The book comes with three patterns. I know your probably thinking that you can’t do much with that, and that you need a pattern for every project.Don’t fret. Wendy clearly explains how to alter the pattern in order to fit each project uniquely.
I will tell you that, while this book is for beginners, I don’t recommend it as your first leap into sewing. Due to space confinements, each step is not as detailed as it would be with a traditional pattern. I am working on my first dress from the book currently, and am having no problems following along. I have also tried my hand at multiple other dress and clothing patterns already, and definitely have to use my prior knowledge to guide me through.
That being said. I really think that this book will expand my craftsmanship further and faster than the same use of traditional patterns ever could have. It leaves a lot of the details up to you. Letting you think for yourself and decide how you really want your clothing to look.
There are 25 patterns of the more traditional setup. The patterns tell you what fabric and embellishments to buy, and how much of each (I want to make every dress she presents). But each dress also features one alternate way of designing with a few easy changes that you can make to the patterns or to the material choices to make a completely different dress. This is the section that really gets my brain bubbling. I love creating a dress from a pattern. But there is nothing like creating your own dress from scratch.

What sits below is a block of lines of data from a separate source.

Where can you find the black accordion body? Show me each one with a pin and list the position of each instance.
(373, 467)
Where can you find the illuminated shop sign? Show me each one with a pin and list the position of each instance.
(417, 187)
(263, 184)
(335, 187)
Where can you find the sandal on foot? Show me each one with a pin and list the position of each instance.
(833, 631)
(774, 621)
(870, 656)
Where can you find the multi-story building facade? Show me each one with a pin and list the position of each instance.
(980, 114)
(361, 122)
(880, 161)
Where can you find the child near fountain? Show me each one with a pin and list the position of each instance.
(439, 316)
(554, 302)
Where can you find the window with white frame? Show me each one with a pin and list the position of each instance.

Here is a little peak inside the book.
I’ll do another quick review of a finished pattern when I finish the dress I’m working on. Meanwhile, I suggest going out and buying this book! If you enjoy sewing, and you enjoy dresses, then this is a must have!
I paid $27.99 at Barnes and Noble (it’s only $19 online). But you can probably find it anywhere online for a bit cheaper. At first glance it seems expensive. But when you take into account the 50 some-odd patterns that the book includes, not to mention the limitless possibilities, the $27 seems like a steal.
The next best thing coming from Wendy? Built by Wendy Coats and Jackets: The Sew U Guide to Making Outerwear Easy. Available February 22, 2011! I can’t wait!